Marcus comprit qu’elle se positionnait pour le protéger, lui aussi — surtout quand Deacon les rejoignit dans le hall de l’hôtel. Les deux flics créèrent un mur pour séparer Marcus et les deux Philippines de toute personne qui tenterait de les abattre. Il aurait voulu que ce soit lui qui fasse rempart de son corps à Scarlett, et non l’inverse. Mais il se garda bien de protester : c’était elle la policière. Remettre en question son aptitude à protéger Marcus l’aurait profondément blessée. Il se contenta de garder la main sur la crosse du pistolet qu’elle lui avait prêté.

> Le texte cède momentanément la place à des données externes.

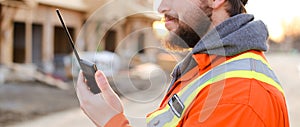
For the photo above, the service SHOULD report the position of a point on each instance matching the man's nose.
(163, 6)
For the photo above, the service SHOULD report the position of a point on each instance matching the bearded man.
(225, 80)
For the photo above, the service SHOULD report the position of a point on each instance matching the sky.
(274, 13)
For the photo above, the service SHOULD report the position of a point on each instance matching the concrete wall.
(43, 15)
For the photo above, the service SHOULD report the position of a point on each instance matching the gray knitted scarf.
(235, 35)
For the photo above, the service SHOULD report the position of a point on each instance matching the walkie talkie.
(88, 68)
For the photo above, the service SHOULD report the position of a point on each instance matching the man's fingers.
(107, 92)
(103, 83)
(82, 89)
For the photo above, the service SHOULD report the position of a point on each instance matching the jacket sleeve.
(118, 121)
(225, 115)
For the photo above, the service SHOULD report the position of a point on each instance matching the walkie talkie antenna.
(69, 36)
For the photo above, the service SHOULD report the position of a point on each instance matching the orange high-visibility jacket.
(243, 101)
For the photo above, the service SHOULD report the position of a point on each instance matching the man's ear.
(217, 3)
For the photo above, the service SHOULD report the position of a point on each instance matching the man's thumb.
(107, 92)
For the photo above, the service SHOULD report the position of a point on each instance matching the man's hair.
(236, 7)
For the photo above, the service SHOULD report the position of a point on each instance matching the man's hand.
(100, 108)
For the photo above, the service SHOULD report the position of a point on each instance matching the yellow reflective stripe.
(233, 74)
(153, 115)
(242, 56)
(238, 74)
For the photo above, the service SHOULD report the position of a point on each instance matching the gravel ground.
(22, 101)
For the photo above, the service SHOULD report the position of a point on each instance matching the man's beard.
(184, 36)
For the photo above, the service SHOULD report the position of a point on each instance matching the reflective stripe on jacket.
(176, 108)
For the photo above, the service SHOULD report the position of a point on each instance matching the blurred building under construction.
(32, 34)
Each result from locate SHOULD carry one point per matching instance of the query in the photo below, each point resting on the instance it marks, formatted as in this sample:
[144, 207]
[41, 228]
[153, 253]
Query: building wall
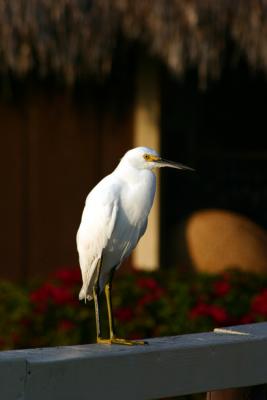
[55, 148]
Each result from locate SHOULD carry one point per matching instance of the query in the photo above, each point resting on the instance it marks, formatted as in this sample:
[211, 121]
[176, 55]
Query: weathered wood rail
[166, 367]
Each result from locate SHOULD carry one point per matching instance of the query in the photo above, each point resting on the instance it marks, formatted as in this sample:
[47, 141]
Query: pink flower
[221, 288]
[68, 276]
[259, 303]
[65, 325]
[217, 313]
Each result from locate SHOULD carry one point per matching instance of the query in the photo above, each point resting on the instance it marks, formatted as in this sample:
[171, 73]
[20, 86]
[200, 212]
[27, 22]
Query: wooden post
[147, 133]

Tout comme Marcus, Deacon dominait les deux femmes et se courbait pour ne pas paraître trop intimidant. Il n’enleva pas ses célèbres lunettes de soleil dans le hall, pour éviter que ses yeux vairons les effraient.
— Mila, Erica, dit Scarlett, je vous présente l’agent spécial Novak, mon coéquipier.

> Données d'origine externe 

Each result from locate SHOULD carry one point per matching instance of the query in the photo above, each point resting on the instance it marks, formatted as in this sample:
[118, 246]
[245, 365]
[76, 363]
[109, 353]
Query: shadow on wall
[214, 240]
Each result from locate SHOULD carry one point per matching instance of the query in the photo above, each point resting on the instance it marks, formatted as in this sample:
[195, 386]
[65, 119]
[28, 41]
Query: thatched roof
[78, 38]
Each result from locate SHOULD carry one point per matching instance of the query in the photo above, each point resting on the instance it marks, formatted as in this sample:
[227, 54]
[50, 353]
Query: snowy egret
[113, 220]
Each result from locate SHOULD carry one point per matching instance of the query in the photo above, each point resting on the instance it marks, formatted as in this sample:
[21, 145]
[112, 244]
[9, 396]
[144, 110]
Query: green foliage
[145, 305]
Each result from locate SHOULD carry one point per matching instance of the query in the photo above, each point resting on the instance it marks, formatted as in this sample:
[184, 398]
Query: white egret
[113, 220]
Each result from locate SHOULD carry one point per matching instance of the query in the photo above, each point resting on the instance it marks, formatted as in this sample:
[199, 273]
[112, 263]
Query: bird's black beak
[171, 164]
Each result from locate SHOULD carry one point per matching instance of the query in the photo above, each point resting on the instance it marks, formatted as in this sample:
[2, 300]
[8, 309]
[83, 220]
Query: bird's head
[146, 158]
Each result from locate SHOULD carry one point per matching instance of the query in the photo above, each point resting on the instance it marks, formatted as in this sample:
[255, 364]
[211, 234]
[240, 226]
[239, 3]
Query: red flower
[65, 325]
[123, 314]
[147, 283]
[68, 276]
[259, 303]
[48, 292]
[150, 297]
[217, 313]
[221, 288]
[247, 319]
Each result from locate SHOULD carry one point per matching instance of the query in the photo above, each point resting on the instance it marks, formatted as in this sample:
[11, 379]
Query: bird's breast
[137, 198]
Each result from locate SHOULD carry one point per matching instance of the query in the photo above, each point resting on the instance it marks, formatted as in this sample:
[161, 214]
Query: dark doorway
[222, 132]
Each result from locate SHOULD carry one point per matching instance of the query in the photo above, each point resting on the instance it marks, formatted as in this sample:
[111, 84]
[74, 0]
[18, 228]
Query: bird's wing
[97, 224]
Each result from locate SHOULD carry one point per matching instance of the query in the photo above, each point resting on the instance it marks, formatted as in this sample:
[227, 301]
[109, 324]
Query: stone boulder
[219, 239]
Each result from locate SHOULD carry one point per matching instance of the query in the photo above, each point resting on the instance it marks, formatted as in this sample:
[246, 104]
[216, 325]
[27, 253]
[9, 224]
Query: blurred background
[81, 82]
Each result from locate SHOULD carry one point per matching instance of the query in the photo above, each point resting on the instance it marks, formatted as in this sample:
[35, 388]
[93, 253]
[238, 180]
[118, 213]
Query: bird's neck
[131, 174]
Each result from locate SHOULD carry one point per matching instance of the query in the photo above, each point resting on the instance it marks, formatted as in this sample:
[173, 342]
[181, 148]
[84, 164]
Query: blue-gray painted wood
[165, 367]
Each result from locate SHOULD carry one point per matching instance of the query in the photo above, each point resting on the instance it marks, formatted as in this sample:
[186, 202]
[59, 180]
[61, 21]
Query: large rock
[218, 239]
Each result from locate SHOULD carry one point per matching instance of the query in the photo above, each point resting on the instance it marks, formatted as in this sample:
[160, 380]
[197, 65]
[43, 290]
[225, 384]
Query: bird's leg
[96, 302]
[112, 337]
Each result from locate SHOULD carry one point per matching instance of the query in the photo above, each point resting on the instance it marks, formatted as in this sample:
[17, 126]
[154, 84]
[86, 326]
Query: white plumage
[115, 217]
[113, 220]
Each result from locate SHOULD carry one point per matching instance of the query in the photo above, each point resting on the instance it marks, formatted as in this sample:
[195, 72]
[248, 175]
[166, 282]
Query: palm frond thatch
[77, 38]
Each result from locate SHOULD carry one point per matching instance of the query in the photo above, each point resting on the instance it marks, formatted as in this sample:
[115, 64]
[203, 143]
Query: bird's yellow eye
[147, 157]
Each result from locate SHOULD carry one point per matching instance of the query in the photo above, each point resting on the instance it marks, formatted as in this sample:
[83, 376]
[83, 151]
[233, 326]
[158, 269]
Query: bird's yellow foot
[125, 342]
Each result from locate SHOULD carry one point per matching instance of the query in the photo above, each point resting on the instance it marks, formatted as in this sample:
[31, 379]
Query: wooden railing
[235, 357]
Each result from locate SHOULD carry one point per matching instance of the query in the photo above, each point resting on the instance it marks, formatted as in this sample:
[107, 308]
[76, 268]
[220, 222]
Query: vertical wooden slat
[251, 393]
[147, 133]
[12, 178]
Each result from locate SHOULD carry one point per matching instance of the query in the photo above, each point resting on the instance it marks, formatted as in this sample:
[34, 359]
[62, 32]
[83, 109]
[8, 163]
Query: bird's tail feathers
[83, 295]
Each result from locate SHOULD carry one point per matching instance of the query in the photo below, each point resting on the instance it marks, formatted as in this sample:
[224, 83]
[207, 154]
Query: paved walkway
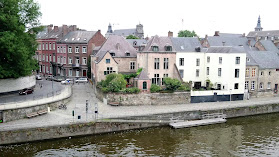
[83, 92]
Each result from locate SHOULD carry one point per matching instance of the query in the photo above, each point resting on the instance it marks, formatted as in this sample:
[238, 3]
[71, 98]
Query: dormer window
[168, 48]
[155, 48]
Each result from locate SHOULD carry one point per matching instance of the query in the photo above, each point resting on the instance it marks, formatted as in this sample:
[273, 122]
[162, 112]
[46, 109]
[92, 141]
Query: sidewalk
[83, 92]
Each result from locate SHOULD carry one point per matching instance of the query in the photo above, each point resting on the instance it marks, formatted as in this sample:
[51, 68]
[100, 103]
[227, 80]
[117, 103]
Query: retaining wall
[10, 85]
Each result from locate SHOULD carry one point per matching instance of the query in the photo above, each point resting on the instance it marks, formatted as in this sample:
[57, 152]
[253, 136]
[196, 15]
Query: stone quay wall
[144, 98]
[10, 85]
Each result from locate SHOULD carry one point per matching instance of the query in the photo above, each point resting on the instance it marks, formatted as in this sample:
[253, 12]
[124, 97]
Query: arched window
[144, 85]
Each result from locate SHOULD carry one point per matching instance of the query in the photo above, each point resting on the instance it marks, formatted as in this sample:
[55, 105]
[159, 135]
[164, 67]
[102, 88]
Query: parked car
[38, 77]
[49, 77]
[26, 91]
[67, 81]
[81, 80]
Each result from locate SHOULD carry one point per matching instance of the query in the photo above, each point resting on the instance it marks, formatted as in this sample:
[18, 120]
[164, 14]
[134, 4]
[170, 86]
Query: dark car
[26, 91]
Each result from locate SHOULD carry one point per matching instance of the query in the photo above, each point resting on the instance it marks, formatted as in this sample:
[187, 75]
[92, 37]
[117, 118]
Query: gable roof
[118, 45]
[185, 44]
[161, 42]
[265, 59]
[81, 37]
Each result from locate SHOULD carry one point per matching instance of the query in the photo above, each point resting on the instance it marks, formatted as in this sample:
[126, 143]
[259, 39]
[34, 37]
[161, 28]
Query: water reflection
[247, 136]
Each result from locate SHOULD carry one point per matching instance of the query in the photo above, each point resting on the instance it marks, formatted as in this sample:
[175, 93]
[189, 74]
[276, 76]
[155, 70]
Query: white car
[67, 81]
[81, 80]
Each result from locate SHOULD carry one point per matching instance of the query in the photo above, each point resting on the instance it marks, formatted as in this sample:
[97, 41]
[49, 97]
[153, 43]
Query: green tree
[187, 33]
[18, 27]
[131, 37]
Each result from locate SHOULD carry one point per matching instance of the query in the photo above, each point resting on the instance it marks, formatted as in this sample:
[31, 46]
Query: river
[245, 136]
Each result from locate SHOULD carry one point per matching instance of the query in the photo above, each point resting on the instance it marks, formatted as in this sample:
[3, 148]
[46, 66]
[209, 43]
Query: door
[84, 73]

— Bonjour, madame Bautista, dit Deacon à Mila.
Et il fit un sourire encourageant à Erica, toujours renfrognée.
Elle n’avait toujours pas admis qu’elles étaient en sûreté, ce que Marcus comprenait parfaitement. Il savait qu’il lui faudrait du temps.
— Bonjour Erica, ajouta Deacon. Nous sommes très heureux de vous avoir retrouvées. Suivez-moi, je vous prie.
Il les fit entrer dans un ascenseur, glissa une clé magnétique dans le lecteur et appuya sur un bouton, restant debout devant les portes jusqu’à ce qu’elles se soient refermées. Et ce n’est qu’à cet instant qu’il se détendit, ainsi que Scarlett.
— Tout est arrangé comme tu l’as demandé, lui dit-il.
— Mon père est ici ? demanda Erica d’une voix chevrotante. Et John Paul ?
— Oui, répondit Deacon, et ils ont hâte de vous voir. Je te préviens, ton père a beaucoup maigri…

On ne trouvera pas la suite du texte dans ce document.